The compound's significance extends beyond pharmaceutical applications into materials science. Quinoline derivatives are known for their ability to form coordination complexes with metal ions, which has led to their exploration as luminescent materials and catalysts. Specifically, complexes formed between 8-bromoquinoline and transition metals such as copper and zinc have shown promise in optoelectronic devices due to their emission properties. These findings highlight the compound's potential in developing advanced materials for sensors and light-emitting technologies.
Recent advancements in synthetic methodologies have further enhanced the utility of 8-Bromoquinoline. Transition-metal-catalyzed cross-coupling reactions, particularly palladium-catalyzed Suzuki-Miyaura and Heck couplings, have enabled the efficient construction of complex quinoline derivatives from 8-bromoquinoline precursors. These techniques have been instrumental in generating libraries of novel compounds for high-throughput screening, accelerating the discovery process in drug development.

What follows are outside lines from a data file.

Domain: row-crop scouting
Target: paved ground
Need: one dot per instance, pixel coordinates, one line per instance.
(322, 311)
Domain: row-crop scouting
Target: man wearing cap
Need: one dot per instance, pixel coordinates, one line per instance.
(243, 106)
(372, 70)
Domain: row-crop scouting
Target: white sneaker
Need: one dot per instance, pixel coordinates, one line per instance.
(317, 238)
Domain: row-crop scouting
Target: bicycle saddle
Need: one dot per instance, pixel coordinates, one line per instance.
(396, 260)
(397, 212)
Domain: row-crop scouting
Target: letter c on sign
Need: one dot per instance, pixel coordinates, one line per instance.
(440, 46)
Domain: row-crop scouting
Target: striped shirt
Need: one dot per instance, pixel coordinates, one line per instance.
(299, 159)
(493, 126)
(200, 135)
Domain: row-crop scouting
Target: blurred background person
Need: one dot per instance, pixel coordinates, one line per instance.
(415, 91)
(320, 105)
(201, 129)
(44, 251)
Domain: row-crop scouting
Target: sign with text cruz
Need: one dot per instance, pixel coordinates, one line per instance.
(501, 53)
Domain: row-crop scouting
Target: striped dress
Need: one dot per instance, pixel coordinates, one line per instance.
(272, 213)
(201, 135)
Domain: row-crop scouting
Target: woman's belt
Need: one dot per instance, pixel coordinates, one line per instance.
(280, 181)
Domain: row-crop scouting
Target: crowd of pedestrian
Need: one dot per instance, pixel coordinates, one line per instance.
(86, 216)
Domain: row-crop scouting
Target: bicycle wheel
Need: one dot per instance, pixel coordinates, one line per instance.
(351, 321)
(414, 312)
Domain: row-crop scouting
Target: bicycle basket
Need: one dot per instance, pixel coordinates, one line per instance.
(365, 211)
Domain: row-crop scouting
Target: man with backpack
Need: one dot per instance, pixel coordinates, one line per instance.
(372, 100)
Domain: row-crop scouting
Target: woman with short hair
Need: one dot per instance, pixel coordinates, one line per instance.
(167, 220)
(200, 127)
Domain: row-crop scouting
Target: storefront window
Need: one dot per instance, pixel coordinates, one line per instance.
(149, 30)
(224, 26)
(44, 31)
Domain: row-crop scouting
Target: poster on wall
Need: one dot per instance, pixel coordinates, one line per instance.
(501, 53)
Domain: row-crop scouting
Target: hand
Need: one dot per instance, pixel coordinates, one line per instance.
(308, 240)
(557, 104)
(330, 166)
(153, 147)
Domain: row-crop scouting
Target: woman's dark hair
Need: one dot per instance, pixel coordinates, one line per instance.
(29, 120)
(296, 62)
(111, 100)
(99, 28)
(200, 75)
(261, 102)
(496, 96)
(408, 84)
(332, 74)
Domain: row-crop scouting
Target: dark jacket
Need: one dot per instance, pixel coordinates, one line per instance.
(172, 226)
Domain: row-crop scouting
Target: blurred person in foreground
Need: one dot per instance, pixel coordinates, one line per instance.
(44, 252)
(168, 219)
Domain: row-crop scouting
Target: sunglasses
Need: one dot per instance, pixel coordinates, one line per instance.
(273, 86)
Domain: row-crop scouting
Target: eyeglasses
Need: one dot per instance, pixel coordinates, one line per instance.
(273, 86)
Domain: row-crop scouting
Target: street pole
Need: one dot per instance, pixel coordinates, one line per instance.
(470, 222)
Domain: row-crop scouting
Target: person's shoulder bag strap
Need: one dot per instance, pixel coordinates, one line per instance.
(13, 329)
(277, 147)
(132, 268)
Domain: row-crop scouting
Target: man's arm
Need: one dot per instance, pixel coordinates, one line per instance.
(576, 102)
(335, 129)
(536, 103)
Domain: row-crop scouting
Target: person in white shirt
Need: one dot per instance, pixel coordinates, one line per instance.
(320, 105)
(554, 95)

The incorporation of computational chemistry techniques has also played a pivotal role in optimizing derivatives of 8-bromoquinoline for therapeutic applications. Molecular modeling studies have helped elucidate binding interactions between quinoline-based compounds and biological targets, providing insights into structure-activity relationships. This computational approach has guided synthetic efforts toward designing more potent and selective agents with improved pharmacokinetic profiles.

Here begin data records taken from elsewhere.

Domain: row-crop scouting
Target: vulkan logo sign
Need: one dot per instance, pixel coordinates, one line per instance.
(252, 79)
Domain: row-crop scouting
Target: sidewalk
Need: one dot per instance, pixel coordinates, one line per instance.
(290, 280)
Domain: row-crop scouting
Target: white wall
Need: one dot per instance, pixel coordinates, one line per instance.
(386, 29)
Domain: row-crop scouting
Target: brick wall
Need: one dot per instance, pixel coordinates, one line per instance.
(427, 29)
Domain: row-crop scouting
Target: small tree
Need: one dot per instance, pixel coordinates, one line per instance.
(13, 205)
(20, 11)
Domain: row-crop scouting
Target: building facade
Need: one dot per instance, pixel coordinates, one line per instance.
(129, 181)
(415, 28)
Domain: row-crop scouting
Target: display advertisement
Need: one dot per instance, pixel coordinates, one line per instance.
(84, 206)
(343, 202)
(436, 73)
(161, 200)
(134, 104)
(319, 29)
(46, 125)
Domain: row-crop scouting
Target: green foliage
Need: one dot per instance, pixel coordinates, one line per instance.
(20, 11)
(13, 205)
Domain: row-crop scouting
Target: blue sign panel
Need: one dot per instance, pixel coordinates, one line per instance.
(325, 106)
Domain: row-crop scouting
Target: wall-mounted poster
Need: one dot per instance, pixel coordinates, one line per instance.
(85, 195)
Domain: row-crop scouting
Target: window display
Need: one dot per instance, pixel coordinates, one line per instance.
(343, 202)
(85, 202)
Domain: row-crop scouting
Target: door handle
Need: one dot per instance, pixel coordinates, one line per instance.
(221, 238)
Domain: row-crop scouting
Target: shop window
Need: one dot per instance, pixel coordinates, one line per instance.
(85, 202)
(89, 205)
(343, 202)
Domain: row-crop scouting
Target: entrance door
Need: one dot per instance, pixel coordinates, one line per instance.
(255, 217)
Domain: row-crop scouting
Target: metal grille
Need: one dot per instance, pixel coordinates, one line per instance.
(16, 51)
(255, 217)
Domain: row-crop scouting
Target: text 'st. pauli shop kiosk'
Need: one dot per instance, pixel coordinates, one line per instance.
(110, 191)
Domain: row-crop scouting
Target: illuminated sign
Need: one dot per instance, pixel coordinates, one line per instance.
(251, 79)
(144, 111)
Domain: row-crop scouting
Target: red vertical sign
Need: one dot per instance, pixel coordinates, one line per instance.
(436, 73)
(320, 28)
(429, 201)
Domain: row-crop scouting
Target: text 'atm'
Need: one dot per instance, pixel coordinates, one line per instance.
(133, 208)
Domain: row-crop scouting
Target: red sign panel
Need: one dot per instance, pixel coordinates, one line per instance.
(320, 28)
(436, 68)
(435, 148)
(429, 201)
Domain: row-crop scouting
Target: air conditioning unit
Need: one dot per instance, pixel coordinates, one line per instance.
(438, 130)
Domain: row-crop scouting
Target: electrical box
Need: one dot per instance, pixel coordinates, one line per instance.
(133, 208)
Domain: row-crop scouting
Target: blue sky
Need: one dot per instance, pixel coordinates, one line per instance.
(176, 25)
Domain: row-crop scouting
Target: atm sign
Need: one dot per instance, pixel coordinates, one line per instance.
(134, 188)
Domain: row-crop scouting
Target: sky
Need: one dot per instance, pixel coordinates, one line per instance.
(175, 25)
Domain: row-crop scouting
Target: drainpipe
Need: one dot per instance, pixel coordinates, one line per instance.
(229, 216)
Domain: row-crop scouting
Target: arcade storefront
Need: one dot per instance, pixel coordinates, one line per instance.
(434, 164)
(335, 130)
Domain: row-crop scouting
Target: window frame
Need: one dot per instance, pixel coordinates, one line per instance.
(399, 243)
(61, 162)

In conclusion, 8-Bromoquinoline (CAS No. 16567-18-3) represents a cornerstone molecule in modern chemical biology and medicinal chemistry. Its unique structural features enable diverse synthetic manipulations, making it an indispensable tool for developing innovative therapeutics across multiple disease areas. As research continues to uncover new applications for this versatile intermediate, its importance is poised to grow further, driving advancements in both academic research and industrial drug development pipelines.